A principal does not have to exercise physical control over its agent's actions for an agency relationship to exist. The agent must merely be subject to the principal's control over the relationship's result. A principal does not need to exert constant control, nor control the details. It is reasonable to infer that the customers had ultimate control over filing their taxes and applying for the RAL. Thus, they had enough control to find that defendant was an agent.

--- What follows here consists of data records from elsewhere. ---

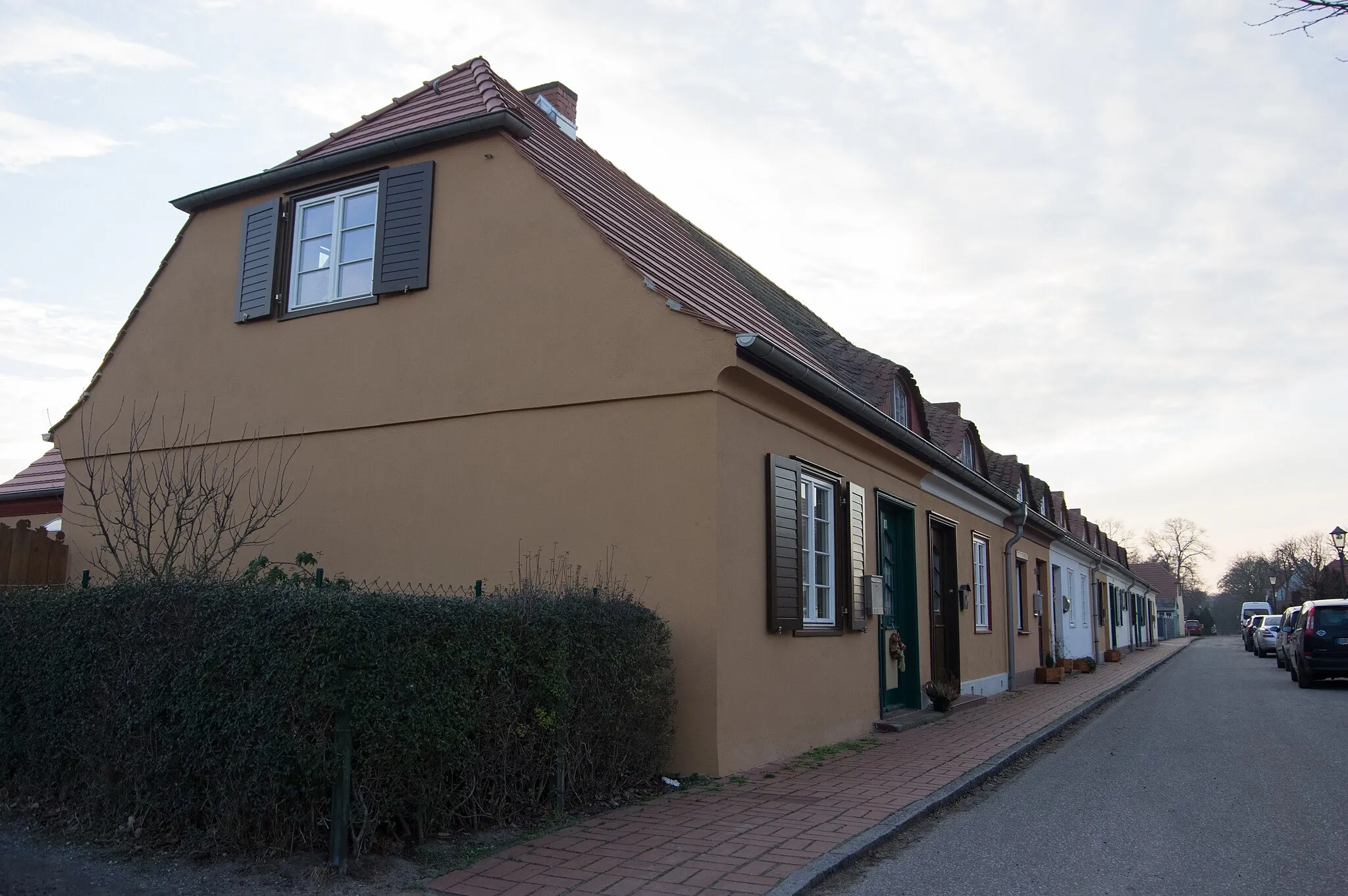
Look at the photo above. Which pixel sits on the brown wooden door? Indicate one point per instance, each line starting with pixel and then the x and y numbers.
pixel 945 601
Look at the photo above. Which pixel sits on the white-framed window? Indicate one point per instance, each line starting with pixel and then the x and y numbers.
pixel 901 405
pixel 1020 596
pixel 980 584
pixel 333 254
pixel 817 558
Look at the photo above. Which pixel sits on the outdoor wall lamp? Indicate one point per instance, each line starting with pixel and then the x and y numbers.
pixel 1340 539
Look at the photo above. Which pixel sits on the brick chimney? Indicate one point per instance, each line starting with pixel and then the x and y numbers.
pixel 558 101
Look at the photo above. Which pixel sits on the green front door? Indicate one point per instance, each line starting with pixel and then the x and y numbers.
pixel 900 687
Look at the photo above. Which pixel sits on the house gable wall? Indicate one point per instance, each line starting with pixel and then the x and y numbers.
pixel 537 398
pixel 527 307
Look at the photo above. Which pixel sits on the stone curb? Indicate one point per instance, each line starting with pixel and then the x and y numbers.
pixel 846 853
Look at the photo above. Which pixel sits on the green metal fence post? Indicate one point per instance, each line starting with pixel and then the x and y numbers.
pixel 342 787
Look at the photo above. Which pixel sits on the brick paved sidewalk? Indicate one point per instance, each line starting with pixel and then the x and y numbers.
pixel 744 838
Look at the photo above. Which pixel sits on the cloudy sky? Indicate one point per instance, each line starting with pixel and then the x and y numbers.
pixel 1114 232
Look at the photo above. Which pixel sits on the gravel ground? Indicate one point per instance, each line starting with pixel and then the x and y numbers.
pixel 1215 775
pixel 32 865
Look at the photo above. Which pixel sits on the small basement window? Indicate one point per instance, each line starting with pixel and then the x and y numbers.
pixel 333 254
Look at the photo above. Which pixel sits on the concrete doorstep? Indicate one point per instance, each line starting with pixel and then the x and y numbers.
pixel 782 828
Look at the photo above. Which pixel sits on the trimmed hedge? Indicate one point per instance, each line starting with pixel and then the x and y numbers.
pixel 208 708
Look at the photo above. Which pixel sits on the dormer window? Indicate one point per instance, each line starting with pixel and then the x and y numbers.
pixel 334 248
pixel 901 406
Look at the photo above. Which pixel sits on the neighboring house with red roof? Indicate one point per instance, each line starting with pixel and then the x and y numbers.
pixel 36 493
pixel 492 339
pixel 1169 601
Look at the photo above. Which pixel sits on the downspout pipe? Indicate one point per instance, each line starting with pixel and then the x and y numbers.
pixel 1095 607
pixel 1022 512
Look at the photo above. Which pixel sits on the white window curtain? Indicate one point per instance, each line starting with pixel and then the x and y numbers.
pixel 980 584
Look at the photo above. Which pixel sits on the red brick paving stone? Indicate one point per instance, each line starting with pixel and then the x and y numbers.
pixel 750 838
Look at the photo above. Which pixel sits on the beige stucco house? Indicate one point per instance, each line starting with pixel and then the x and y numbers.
pixel 494 341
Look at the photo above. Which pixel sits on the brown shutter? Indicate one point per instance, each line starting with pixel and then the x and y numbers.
pixel 858 545
pixel 785 535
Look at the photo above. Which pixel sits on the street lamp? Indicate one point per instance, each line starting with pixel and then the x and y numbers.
pixel 1340 538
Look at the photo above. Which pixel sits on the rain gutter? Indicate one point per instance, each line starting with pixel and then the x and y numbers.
pixel 503 119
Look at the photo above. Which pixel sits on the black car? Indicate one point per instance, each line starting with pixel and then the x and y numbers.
pixel 1318 645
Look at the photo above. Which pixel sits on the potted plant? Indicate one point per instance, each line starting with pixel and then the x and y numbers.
pixel 943 691
pixel 1049 673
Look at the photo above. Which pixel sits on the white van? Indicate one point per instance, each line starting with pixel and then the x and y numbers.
pixel 1254 608
pixel 1249 610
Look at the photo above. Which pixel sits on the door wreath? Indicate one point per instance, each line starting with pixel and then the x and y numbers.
pixel 898 651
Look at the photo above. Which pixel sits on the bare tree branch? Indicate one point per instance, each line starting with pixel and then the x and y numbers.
pixel 1180 543
pixel 1312 11
pixel 182 506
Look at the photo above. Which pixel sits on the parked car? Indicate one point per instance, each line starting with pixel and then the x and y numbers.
pixel 1318 643
pixel 1247 631
pixel 1265 634
pixel 1289 623
pixel 1247 612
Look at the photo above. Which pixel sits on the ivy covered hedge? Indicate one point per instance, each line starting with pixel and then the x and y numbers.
pixel 208 708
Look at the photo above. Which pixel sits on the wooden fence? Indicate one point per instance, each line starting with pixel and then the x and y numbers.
pixel 32 557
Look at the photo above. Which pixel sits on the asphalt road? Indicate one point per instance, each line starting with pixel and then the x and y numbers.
pixel 1215 775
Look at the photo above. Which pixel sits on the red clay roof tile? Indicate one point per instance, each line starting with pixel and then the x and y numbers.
pixel 45 476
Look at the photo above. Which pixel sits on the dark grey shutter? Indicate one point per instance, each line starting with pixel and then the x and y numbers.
pixel 856 541
pixel 402 239
pixel 785 530
pixel 258 261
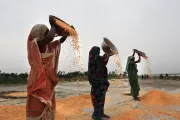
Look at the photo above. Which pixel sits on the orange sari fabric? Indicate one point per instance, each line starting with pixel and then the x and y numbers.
pixel 42 80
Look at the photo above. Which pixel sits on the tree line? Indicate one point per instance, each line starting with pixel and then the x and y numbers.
pixel 15 78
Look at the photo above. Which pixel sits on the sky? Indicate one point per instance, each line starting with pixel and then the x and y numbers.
pixel 151 26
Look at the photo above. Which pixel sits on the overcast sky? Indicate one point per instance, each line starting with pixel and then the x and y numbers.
pixel 152 26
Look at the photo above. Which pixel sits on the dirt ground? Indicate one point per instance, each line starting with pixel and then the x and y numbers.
pixel 160 100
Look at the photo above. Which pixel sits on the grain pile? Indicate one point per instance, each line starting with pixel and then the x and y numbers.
pixel 16 94
pixel 157 97
pixel 67 108
pixel 155 105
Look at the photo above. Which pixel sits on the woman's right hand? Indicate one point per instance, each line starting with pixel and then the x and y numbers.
pixel 51 20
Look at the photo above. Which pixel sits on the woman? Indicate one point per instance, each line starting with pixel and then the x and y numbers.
pixel 43 56
pixel 98 78
pixel 132 71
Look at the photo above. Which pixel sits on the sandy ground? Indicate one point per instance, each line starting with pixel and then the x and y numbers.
pixel 160 100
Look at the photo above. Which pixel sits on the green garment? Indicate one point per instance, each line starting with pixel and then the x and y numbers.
pixel 132 71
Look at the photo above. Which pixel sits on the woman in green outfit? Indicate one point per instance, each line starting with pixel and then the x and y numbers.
pixel 132 71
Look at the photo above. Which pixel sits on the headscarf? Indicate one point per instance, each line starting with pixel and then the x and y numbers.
pixel 93 56
pixel 38 31
pixel 130 58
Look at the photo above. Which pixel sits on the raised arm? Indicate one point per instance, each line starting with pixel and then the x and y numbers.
pixel 49 36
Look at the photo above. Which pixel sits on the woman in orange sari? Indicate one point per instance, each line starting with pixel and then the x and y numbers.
pixel 43 56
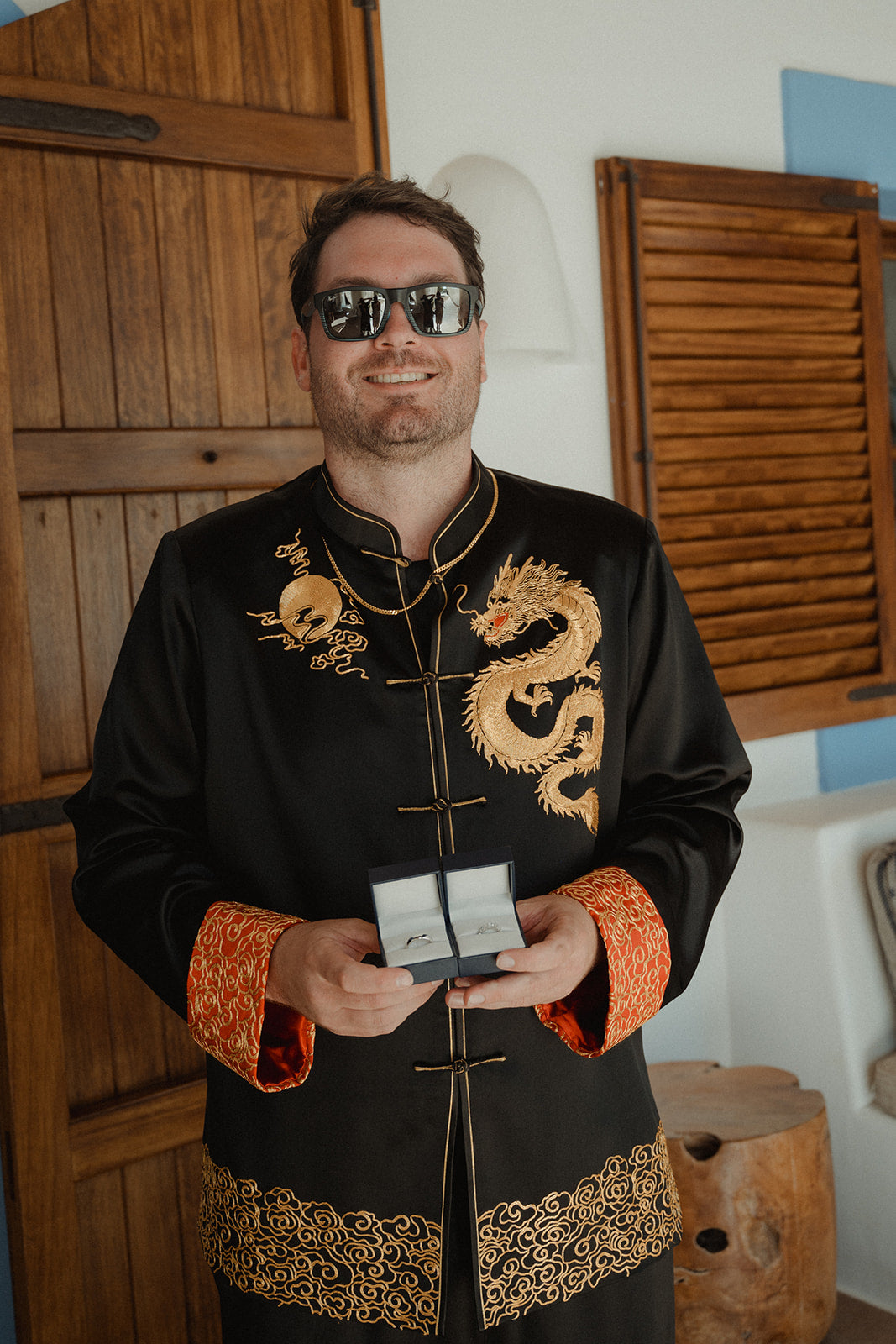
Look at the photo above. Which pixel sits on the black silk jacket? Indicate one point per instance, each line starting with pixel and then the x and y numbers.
pixel 295 705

Defendants also had the power to alter the plaintiffs' legal relations, despite requiring them to sign their loan applications themselves. Agents often require their principals to sign things. Defendant still prepared plaintiffs' applications, implicitly endorsed the applications, shared their tax returns, and handled the loan payments. It is reasonable to infer that defendant played an integral part in the customer's receipt of the loan, which has legal ramifications for its clients. Discovery may also disclose other means by which defendants affected its customers' legal relations.
Furthermore, defendant advertised that it could be trusted to obtain the highest and fastest refunds, largely because of it's "Rapid Refund" program. It is reasonable to expect that defendant is acting on customers side to get these highest and fastest refunds. Employees also encouraged customers to apply for RALs. It is reasonable to see how one could believe that defendant operated as the broker for the loans.
Defendant also claims that it became the agent of the principal instead when the loan was approved, but even if so, defendant was serving two principals without disclosing it. Defendant also cannot file customers' tax returns until the RAL is approved or denied, so it would still be an agent for both sides at the same time until that is filed.
Yes, defendant was an agent for its customers in the RAL program. Reversed and remanded.